MLflow provides a built-in `Correctness` judge that evaluates whether responses meet expected criteria.
Let's see how well it performs on our classification task. 
We will use this as comparison with a general purpose judge vs a custom judge

In [0]:
from mlflow.genai.scorers import Correctness
from mlflow.genai import evaluate

print("Running evaluation with Correctness judge...")
print("This will classify each sentence and have the judge evaluate the results.\n")

correctness_eval_results = evaluate(
    data=eval_dataset_records,
    predict_fn=predict_fn,
    scorers=[Correctness()],
)

## Analyze Correctness Judge Results

Now let's see how accurate the Correctness judge was. Remember:
- The judge is "correct" if it says "Yes" when the LLM was right, or "No" when wrong
- The judge is "wrong" if it says "Yes" when the LLM was actually wrong, or vice versa

In [0]:
correctness_results = analyze_judge_accuracy("correctness", ground_truth)
print_accuracy_summary("Correctness (built-in)", correctness_results)

# Store for final comparison
judge_results["Correctness (built-in)"] = correctness_results["accuracy"]
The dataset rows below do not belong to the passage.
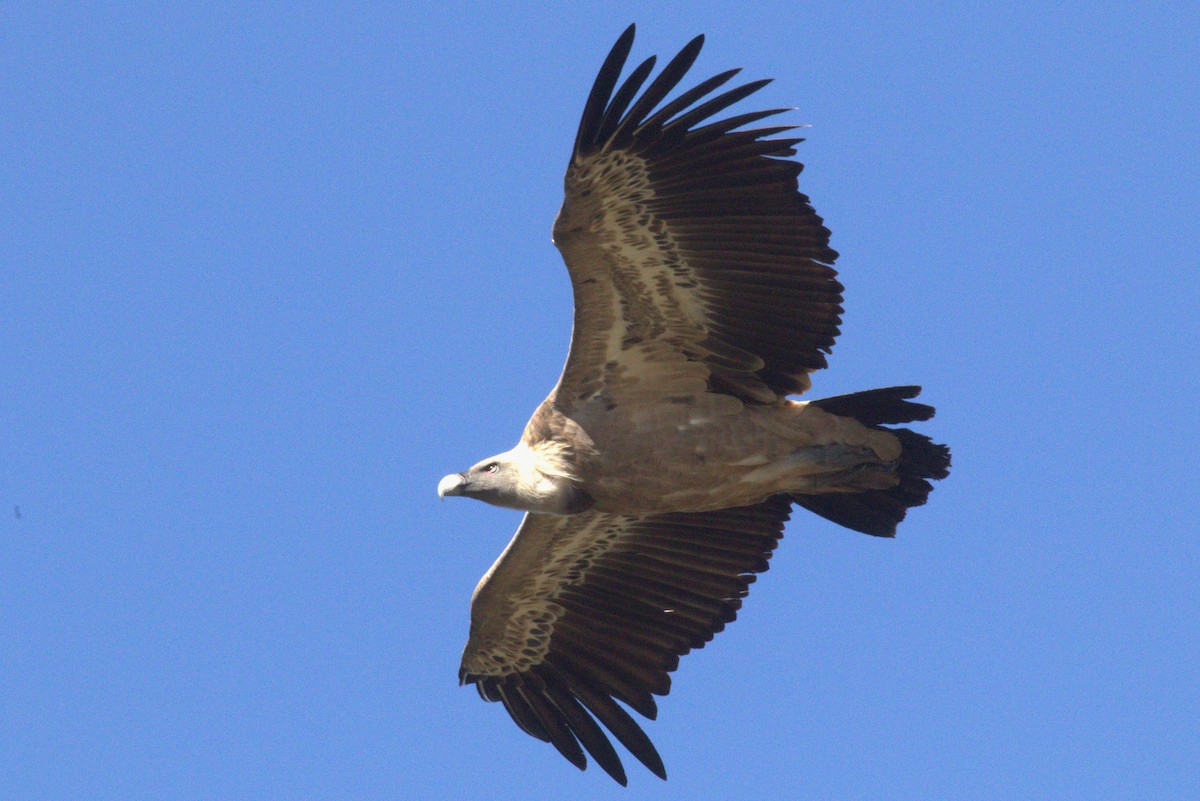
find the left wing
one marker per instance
(696, 265)
(583, 610)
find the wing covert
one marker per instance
(688, 240)
(586, 610)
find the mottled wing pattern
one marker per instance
(694, 258)
(586, 610)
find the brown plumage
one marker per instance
(659, 473)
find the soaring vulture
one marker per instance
(658, 475)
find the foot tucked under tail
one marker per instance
(879, 511)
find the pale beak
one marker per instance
(451, 485)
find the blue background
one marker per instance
(269, 271)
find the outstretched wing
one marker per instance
(581, 612)
(694, 258)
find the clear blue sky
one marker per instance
(268, 273)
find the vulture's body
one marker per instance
(659, 473)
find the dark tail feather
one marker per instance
(879, 511)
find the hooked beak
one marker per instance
(451, 485)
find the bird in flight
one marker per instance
(658, 475)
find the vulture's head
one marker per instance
(514, 480)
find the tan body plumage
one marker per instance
(659, 473)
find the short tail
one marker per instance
(879, 511)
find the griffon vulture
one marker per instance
(658, 475)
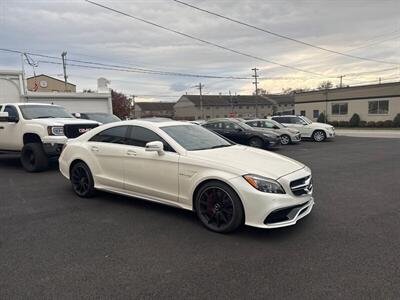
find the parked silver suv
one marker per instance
(288, 135)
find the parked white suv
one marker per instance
(308, 129)
(38, 132)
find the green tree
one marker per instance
(355, 121)
(122, 106)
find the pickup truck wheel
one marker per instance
(33, 158)
(82, 180)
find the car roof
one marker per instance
(163, 123)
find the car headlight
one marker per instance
(55, 130)
(263, 184)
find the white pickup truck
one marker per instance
(38, 132)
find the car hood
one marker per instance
(265, 130)
(319, 125)
(249, 160)
(61, 121)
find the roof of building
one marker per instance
(225, 100)
(156, 105)
(358, 87)
(33, 77)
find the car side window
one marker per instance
(140, 136)
(297, 120)
(254, 124)
(12, 111)
(114, 135)
(266, 124)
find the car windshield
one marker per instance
(193, 137)
(102, 117)
(307, 120)
(43, 111)
(277, 124)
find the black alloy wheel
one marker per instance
(219, 208)
(82, 180)
(285, 139)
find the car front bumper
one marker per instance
(266, 210)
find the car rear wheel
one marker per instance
(33, 157)
(319, 136)
(82, 180)
(285, 139)
(256, 142)
(219, 208)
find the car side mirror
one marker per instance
(155, 146)
(3, 116)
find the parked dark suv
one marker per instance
(242, 133)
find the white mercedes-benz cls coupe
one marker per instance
(190, 167)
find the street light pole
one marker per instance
(255, 82)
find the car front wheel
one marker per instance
(82, 180)
(319, 136)
(33, 157)
(218, 207)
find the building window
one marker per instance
(339, 109)
(378, 107)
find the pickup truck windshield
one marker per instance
(43, 111)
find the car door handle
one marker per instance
(131, 153)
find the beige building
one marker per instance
(190, 107)
(153, 109)
(44, 83)
(378, 102)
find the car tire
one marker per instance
(285, 139)
(218, 207)
(82, 180)
(319, 136)
(33, 157)
(256, 142)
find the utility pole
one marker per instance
(230, 97)
(255, 82)
(64, 60)
(341, 80)
(200, 87)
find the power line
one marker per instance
(282, 36)
(204, 41)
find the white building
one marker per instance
(13, 89)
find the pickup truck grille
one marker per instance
(72, 131)
(302, 186)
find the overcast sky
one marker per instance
(366, 28)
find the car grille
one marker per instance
(75, 130)
(286, 214)
(302, 186)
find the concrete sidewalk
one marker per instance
(374, 133)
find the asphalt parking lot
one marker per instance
(56, 245)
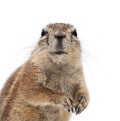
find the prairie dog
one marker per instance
(50, 85)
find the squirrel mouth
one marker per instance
(60, 52)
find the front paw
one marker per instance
(66, 102)
(81, 103)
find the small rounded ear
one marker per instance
(43, 42)
(74, 33)
(43, 33)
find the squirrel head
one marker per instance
(59, 38)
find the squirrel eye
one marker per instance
(43, 33)
(74, 33)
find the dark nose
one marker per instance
(59, 37)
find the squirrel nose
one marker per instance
(60, 36)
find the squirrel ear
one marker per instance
(43, 33)
(74, 33)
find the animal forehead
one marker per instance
(60, 26)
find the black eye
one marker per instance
(74, 33)
(43, 33)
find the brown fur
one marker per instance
(48, 86)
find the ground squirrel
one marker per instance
(50, 85)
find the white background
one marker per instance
(98, 25)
# Step 6: Create a Custom Judge

Now let's create our own judge specifically designed for this PubMed classification task.
We'll use `make_judge` to define custom evaluation instructions.

In [0]:
from mlflow.genai.judges import make_judge
from mlflow.genai.scorers import ScorerSamplingConfig

JUDGE_NAME = "pubmed_classifier"

pubmed_classification_judge = make_judge(
    name=JUDGE_NAME,
    instructions=(
        "Evaluate if the response in {{ outputs }} appropriately classifies the sentence "
        "in {{ inputs }}. The expectations are: {{ expectations }}. "
        "Your grading criteria should be: "
        "Yes: This is the correct classification. "
        "No: This is the wrong classification. "
        "Explain your rationale."
    ),
    feedback_value_type=str,
)

# Register the judge (or update if already exists)
try:
    registered_judge = pubmed_classification_judge.register()
    print(f"Registered new judge: {JUDGE_NAME}")
except ValueError as e:
    if "has already been registered" in str(e):
        registered_judge = pubmed_classification_judge.update(
            sampling_config=ScorerSamplingConfig(sample_rate=1)
        )
        print(f"Updated existing judge: {JUDGE_NAME}")
    else:
        raise

## Evaluate with Custom Judge

In [0]:
print(f"Running evaluation with custom '{JUDGE_NAME}' judge...")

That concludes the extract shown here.